Anti-corporate message at core of new album 1970s arena rockers at Molson Amphitheatre

By Vit Wagner
Toronto Star

"Don't get me wrong," says the voice at the other end of the line.

"I don't have anything against multi-billionaire CEOs, other than that they make hundreds of millions at our expense, pay no taxes, make us the target of Islamic terrorism, elect whoever they want to pass whatever laws they like, kill us with toxic pollution, destroy what's left of the environment and basically dictate everything we do at work, and when and where we can do it — including, by the way, what songs get played on the radio."

The speaker? Renegade roots rocker and avowed Marxist Steve Earle?

Nope.

Anti-globalization activist and former Dead Kennedys screamer Jello Biafra?

Actually, it's Tom Scholz, founder of the 1970s arena-rock juggernaut, Boston.

The reconstituted band, which plays the Molson Amphitheatre Sunday, is back on the road promoting a new album, Corporate America, the title track of which features the lyric, "you can take your bottom line and shove it."

Against the wishes of Boston's current label, Artemis, the song first popped up last summer when Scholz slipped it to MP3.com under the band pseudonym Downer's Revenge. In six days, it became the site's top download, a position it held for another two weeks.

"That told me I had something," Scholz says. "But when Artemis tried to get this song played on radio, they said it doesn't matter what we do or who we talk to (radio conglomerate) ClearChannel is not going to play this song.

"We didn't have this problem in the '70s. In the '70s, there were 700 or 800 independent radio stations in this country.

"Today big business owns all the major media. And they own all major news media. They own it. And they decide what is okay and not okay to say and to cover.

"We still have freedom of speech, but should you be stupid enough to exercise that freedom on the air and somebody doesn't like it, you're gone. And you don't work anyplace else because we're not talking about a lot of companies that own the media. We're talking about three or four."

Certainly, there was a time when hearing a Boston song on the radio wasn't a problem.

The band's eponymous debut, recorded in Scholz's basement studio, has sold more than 16 million copies since its release in 1976, a lot of that on the back of the anthemic and formerly ubiquitous single, "More Than A Feeling."

Altogether, the group has sold more than 30 million albums.

This has led some to view Scholz's anti-corporate conversion with an understandable degree of skepticism. Never mind the fact that Scholz, a multi-instrumental perfectionist, spent seven years in court fighting Boston's original label, Epic, which wanted the band to step up its output.

"I refused to put out records to fit their marketing production line," Scholz says.

"And that was the difference between being incredibly wealthy and famous and doing what you think is true to yourself. I was never that interested in the money to start with. But I was interested in not being connected with something I didn't like."

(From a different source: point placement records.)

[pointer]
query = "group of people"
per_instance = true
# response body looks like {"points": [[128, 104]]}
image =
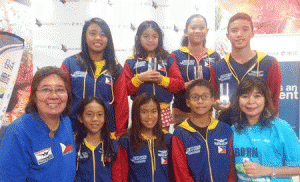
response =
{"points": [[75, 125]]}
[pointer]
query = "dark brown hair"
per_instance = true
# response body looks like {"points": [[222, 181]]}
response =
{"points": [[139, 51], [136, 139], [37, 78], [185, 39], [246, 86], [105, 134], [240, 16]]}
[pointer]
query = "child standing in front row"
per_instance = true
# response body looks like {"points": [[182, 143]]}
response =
{"points": [[144, 150], [149, 70], [96, 151], [201, 145]]}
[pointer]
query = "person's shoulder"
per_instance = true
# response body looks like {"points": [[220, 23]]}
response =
{"points": [[280, 123], [72, 59]]}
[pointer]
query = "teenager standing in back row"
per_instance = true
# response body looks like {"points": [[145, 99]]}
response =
{"points": [[149, 70], [94, 70], [194, 60]]}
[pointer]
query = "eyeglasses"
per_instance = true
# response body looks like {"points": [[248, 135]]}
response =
{"points": [[197, 97], [47, 91]]}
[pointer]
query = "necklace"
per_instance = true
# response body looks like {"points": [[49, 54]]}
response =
{"points": [[52, 132]]}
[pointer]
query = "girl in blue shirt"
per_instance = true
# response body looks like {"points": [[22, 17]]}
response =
{"points": [[265, 147]]}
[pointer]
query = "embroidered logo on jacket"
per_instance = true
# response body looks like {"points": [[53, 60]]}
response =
{"points": [[139, 64], [83, 155], [193, 150], [222, 149], [139, 159], [44, 155], [188, 62], [161, 68], [66, 149], [221, 141], [256, 73], [224, 77], [162, 153], [78, 74], [108, 81], [209, 61]]}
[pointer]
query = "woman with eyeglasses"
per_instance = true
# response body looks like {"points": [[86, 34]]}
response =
{"points": [[39, 145], [194, 60], [266, 148], [93, 71], [201, 145]]}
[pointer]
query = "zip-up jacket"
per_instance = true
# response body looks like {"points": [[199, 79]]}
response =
{"points": [[206, 160], [90, 165], [129, 84], [265, 66], [275, 145], [149, 164], [187, 65], [27, 153], [83, 84]]}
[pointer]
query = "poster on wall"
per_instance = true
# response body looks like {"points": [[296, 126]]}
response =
{"points": [[16, 20], [11, 50]]}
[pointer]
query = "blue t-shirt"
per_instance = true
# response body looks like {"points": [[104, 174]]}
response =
{"points": [[275, 145]]}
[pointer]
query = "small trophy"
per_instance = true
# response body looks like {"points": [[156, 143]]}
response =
{"points": [[152, 64], [198, 73], [224, 94]]}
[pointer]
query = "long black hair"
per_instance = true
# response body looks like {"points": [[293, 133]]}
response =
{"points": [[185, 39], [136, 139], [109, 153], [246, 86], [139, 51], [109, 51]]}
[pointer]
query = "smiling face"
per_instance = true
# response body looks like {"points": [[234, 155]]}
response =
{"points": [[197, 31], [148, 115], [252, 104], [51, 97], [200, 101], [95, 39], [149, 40], [240, 33], [93, 117]]}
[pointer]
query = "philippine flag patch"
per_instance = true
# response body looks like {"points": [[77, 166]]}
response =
{"points": [[108, 81], [66, 148], [164, 161], [222, 149], [160, 68]]}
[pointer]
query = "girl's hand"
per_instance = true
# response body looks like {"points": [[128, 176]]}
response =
{"points": [[186, 84], [255, 170], [220, 106], [150, 76]]}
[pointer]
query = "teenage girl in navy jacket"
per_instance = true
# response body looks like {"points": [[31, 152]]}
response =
{"points": [[144, 150]]}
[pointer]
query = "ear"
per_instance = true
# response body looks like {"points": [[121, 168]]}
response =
{"points": [[80, 119]]}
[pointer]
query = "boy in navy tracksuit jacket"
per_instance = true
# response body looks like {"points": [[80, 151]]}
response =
{"points": [[201, 145]]}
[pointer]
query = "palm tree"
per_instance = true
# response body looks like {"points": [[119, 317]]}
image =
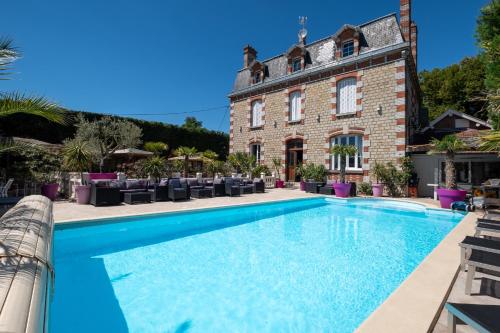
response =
{"points": [[342, 151], [12, 103], [187, 152], [449, 145]]}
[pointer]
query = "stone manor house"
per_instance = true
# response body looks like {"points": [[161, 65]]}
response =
{"points": [[358, 86]]}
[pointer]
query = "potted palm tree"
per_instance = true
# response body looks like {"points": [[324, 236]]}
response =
{"points": [[277, 167], [449, 146], [78, 157], [379, 173], [342, 189]]}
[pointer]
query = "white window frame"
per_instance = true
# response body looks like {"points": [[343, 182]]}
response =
{"points": [[256, 113], [350, 41], [346, 95], [295, 107], [258, 152], [358, 159]]}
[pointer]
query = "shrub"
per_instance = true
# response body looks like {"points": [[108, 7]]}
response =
{"points": [[365, 188]]}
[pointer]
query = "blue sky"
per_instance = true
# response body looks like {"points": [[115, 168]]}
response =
{"points": [[143, 57]]}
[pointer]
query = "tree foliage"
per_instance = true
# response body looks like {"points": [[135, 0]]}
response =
{"points": [[77, 156], [106, 135], [192, 124], [155, 167], [186, 152], [459, 87]]}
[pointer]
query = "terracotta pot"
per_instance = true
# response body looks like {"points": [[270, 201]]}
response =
{"points": [[280, 184], [50, 190], [447, 197], [342, 190], [378, 190], [82, 194]]}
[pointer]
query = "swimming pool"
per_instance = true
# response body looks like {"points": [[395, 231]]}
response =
{"points": [[302, 266]]}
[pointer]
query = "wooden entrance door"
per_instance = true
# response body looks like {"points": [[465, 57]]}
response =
{"points": [[293, 159]]}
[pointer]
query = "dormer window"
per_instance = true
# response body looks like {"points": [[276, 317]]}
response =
{"points": [[348, 48], [296, 65], [256, 78]]}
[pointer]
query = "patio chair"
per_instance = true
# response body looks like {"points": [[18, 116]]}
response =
{"points": [[177, 190], [480, 259], [232, 187], [5, 188], [476, 243], [481, 227], [259, 186], [482, 318]]}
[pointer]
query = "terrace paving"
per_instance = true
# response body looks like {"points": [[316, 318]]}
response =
{"points": [[66, 212]]}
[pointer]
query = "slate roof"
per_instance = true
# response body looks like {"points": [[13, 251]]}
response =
{"points": [[375, 35]]}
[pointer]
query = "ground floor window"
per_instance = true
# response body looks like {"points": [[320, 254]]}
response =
{"points": [[255, 151], [353, 162]]}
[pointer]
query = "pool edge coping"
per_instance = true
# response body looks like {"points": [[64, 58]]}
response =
{"points": [[416, 304]]}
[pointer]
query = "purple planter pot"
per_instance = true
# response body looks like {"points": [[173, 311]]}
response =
{"points": [[447, 197], [342, 190], [50, 191], [302, 185], [377, 189], [82, 194]]}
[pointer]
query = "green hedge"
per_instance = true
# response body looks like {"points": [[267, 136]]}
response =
{"points": [[27, 126]]}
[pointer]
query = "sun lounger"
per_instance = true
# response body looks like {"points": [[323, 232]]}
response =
{"points": [[481, 227], [482, 318], [480, 259], [475, 243]]}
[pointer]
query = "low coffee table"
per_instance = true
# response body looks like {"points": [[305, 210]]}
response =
{"points": [[201, 193], [137, 197]]}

Despite Scholz's apparent reluctance to feed the industry maw, Boston became the focal point of a backlash against corporate-manufactured arena rock.

"The reason that corporate music had the style that Boston had, and so many bands sounded like that style, was because Boston was the biggest damn thing that happened in the '70s," Scholz says. "And it happened out of the blue — some band in a basement making these songs that were patterned after classical music. It was so successful everybody had to get on that bandwagon.

"We went from having a gushing review in Rolling Stone to everybody hating the record and wondering how it sold so many copies. I'll be the first to admit that I had no idea.

"I can only say that it was music I liked. I still make music I like. And I still do it in the basement."